Zakończenie to istna perełka. Fenomen niemal w każdym calu. Perfekcyjnie zagrany, perfekcyjnie napisany scenariuszowo, świetnie prezentujący się dla oczu widza i na szczęście unikający chamskiego Cliffhangera. Francis osiągnął swój cel. Rozstajemy się z nim w chwili jakże znamienitej chwały, w momencie, w którym napawa się tym, nad czym tak ciężko pracował. Zarówno Frank jak i widz doskonale wiedzą, że była to droga "po trupach do celu". I to czuć, zarówno w tych wymownych spojrzeniach jak i w uczuciu ulgi, że wreszcie ta pokręcona droga dobiegła końca. Niestety dla Underwooda, nie wie on o tym, co i dlaczego spotkało Douga. Zapowiada się równie fenomenalny sezon 3.
Co mi się podobało w tym 2 sezonie?
Na pewno zupełne odmienne spojrzenie na Claire. To kobieta niesamowicie silna, ułożona i skupiona. O ile Frank jest bardziej zmotywowany, o tyle Claire jest bardziej drobiazgowa w tym co robi. Odcinek, w którym podczas wywiadu na żywo powiedziała o gwałcie - dla mnie absolutny szok. Normalnie miałem otwartą szeroko gębę i za głowę się łapałem. A takich scen w sezonie 2 miałem więcej. (Śmierć Zoey, potyczki Raymonda z Francisem, trójkącik z Meechumem (sic!), rozmontowanie prezydenta, śmierć Douga itd).
Powolna droga ku autodestrukcji Douga. Człowiek-robot z pierwszego sezonu w tym zyskał znacznie więcej ludzkich cech. Wiedziałem od momentu zarysowania jego wątku w bardziej ludzki sposób, że spotka go marny los, jednak nie byłem przygotowany, że stanie się to właśnie tak. Wielka strata dla serialu, ale wiem też, że tak miało być.
Relacja Underwood-Prezydent-Raymond Tusk - Arcydzieło. Scenariuszowe jak i aktorskie. Dodawać nic nie będę.

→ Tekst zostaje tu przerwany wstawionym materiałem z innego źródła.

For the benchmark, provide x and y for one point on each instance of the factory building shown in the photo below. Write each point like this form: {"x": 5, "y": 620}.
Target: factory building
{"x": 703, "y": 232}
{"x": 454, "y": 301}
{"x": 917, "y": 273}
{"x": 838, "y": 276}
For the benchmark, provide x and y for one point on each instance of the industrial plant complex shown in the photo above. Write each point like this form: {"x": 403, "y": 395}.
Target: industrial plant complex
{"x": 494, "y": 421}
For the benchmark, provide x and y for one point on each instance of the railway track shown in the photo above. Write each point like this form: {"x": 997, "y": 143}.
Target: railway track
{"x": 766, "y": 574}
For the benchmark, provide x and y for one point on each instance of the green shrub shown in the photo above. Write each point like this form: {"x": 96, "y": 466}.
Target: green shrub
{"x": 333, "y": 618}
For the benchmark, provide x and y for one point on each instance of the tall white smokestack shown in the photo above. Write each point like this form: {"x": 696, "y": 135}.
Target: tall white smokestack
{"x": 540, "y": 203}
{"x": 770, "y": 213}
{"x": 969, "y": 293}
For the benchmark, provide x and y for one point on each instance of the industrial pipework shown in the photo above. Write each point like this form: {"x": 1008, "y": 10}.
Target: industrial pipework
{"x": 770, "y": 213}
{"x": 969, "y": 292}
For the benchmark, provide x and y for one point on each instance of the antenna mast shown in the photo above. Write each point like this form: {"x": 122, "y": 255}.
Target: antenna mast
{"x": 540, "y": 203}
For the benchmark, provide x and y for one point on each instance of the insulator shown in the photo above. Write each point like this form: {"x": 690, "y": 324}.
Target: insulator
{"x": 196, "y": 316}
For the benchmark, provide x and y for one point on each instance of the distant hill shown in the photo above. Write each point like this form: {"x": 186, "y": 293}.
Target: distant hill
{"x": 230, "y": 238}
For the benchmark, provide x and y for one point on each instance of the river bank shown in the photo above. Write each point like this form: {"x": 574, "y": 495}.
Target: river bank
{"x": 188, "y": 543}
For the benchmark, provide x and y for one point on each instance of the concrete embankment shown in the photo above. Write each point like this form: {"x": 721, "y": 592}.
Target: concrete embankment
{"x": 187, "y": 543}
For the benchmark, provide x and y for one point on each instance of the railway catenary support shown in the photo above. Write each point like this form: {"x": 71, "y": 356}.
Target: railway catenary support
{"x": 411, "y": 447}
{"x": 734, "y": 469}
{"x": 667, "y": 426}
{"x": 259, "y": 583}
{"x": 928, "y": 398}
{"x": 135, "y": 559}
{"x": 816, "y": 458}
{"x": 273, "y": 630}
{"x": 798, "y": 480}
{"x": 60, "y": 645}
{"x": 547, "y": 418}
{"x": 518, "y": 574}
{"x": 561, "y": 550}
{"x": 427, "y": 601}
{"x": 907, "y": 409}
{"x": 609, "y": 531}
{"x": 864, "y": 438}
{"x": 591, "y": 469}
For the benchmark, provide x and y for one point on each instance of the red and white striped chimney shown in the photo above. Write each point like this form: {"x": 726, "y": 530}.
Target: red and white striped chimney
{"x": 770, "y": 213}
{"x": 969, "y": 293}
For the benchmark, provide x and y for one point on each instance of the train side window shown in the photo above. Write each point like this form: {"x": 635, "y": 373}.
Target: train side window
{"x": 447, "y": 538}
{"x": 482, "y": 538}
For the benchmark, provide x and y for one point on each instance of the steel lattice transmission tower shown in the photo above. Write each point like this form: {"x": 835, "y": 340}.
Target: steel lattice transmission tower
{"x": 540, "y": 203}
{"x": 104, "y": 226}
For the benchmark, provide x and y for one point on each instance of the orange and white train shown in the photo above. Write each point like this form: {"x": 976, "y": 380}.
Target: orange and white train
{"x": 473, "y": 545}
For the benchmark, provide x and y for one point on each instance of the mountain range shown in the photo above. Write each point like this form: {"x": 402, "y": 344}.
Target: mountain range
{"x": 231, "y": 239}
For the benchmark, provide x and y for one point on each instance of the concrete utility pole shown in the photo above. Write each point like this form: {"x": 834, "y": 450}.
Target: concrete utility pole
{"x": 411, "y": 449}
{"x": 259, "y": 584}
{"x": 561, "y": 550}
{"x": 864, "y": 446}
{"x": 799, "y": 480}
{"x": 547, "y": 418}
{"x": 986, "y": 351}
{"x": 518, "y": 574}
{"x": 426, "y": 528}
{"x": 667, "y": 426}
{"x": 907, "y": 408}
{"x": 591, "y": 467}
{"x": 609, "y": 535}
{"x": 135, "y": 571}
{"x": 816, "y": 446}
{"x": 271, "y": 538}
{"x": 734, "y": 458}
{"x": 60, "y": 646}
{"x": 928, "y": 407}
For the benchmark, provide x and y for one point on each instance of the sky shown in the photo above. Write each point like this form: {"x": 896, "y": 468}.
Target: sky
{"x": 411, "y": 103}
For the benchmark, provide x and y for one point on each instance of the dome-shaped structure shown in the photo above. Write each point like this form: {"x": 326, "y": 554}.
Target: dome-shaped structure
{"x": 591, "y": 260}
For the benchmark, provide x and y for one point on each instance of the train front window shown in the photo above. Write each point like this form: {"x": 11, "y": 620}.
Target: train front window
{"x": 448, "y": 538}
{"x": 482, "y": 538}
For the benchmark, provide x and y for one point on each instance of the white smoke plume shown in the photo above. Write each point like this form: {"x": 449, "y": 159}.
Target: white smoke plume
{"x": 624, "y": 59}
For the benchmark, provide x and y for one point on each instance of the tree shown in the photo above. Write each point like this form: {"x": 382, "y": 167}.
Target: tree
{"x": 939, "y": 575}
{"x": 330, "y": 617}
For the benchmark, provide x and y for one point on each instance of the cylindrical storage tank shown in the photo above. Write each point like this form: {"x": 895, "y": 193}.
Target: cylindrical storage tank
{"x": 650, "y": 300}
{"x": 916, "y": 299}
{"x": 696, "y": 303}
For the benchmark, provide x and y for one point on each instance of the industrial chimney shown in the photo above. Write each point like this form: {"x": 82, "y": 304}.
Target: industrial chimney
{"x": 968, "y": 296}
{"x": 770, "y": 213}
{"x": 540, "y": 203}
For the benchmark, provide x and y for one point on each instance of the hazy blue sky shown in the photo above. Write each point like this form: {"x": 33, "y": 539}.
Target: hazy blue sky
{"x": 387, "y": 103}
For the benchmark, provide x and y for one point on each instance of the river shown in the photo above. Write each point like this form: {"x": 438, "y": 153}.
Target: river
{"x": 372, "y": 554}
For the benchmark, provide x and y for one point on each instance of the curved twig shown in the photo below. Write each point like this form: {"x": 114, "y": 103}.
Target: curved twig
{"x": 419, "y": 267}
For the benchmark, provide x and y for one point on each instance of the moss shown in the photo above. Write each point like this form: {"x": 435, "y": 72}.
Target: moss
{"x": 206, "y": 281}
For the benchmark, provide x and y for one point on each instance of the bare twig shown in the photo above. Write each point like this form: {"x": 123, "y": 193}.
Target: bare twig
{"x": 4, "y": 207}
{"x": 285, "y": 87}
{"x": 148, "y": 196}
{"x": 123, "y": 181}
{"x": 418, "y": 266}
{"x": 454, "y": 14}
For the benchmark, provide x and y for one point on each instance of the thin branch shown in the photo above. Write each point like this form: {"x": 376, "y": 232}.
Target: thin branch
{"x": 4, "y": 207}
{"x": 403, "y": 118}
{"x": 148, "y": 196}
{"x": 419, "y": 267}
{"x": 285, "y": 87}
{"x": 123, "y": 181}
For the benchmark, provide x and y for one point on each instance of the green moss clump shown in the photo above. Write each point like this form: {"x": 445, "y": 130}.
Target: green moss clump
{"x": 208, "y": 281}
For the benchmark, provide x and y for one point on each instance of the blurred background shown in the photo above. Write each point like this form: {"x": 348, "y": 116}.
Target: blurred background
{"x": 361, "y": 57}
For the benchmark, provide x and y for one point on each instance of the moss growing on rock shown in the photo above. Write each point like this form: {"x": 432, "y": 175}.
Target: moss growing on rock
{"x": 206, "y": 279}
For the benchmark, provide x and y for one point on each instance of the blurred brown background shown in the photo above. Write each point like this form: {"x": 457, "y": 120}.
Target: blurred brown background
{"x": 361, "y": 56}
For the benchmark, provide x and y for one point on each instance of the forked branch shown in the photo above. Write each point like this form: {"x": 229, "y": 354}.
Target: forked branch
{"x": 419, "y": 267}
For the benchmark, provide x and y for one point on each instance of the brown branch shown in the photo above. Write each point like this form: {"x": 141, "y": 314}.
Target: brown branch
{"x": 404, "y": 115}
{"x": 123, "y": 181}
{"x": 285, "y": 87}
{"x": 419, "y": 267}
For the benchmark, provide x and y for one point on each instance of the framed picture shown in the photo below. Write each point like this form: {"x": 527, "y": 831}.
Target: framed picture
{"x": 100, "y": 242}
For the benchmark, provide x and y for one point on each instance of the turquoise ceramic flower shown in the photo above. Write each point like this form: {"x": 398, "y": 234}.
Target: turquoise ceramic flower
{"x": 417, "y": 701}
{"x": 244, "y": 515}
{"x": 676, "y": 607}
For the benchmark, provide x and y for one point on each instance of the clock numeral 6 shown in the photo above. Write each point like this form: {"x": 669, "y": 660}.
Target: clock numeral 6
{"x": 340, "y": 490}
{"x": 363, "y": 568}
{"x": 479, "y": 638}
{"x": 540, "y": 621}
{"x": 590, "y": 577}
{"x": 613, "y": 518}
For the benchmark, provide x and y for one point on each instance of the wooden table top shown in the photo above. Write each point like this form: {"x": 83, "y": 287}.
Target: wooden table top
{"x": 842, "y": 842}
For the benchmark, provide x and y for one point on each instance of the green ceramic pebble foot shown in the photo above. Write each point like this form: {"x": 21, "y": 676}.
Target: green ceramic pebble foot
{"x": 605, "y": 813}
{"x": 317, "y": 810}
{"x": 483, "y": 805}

Jak zwykle w tym serialu - zwracanie się Franka bezpośrednio do widza. Mam wrażenie, że scenarzyści czy kto tam był za to odpowiedzialny przemyśleli sobie bardzo dokładnie kiedy i jak Frank ma zwracać się do widza, bo było tego znacznie mniej, jednak jak już było, to za każdym razem wywoływało ten sam efekt.
I znowu, kolejny serial, w którym kibicujemy takiemu sukinkotowi, że po opadnięciu emocji człowieka łapie myśl "ja pierniczę, kolejny krok ku byciu wzorowym socjopatą". Ale w moim odczuciu super, że człowiek ma okazje właśnie dzięki serialom pałać pozytywnymi uczuciami do morderców, manipulatorów, przestępców i ogólnie do ludzi, których w normalnym życiu uważałby za najgorsze barachło naszej planety. To taki fenomen, który trudno ogarnąć, pozwalający na szczęście inteligentnemu widzowi dobrze się bawić i łapać dystans. A właśnie Underwood jest niekwestionowanym królem manipulacji, intryg, krętactwa, kłamstw. Przy nim Sawyer z "LOST", Harvey z "Suits" i cała zgraja z "Gry o tron" to szczeniaki Chihuahua przy Dobermanie. Ta postać wywołuje w człowieku obrzydzenie, jednak ma w sobie coś, ( i przypuszczam, że nie jest to tylko rewelacyjny Kevin Spacey
) co powoduje, że mimowolnie się mu kibicuje. Bo nie sposób nie przyznać mu genialności, inteligencji i umiejętności spadania na cztery nogi. Najbardziej przerażające jest to, że tacy ludzie jak Underwood są jak najbardziej realni, co w moich oczach czyni ten serial jeszcze lepszym. Świetna rzecz, po prostu.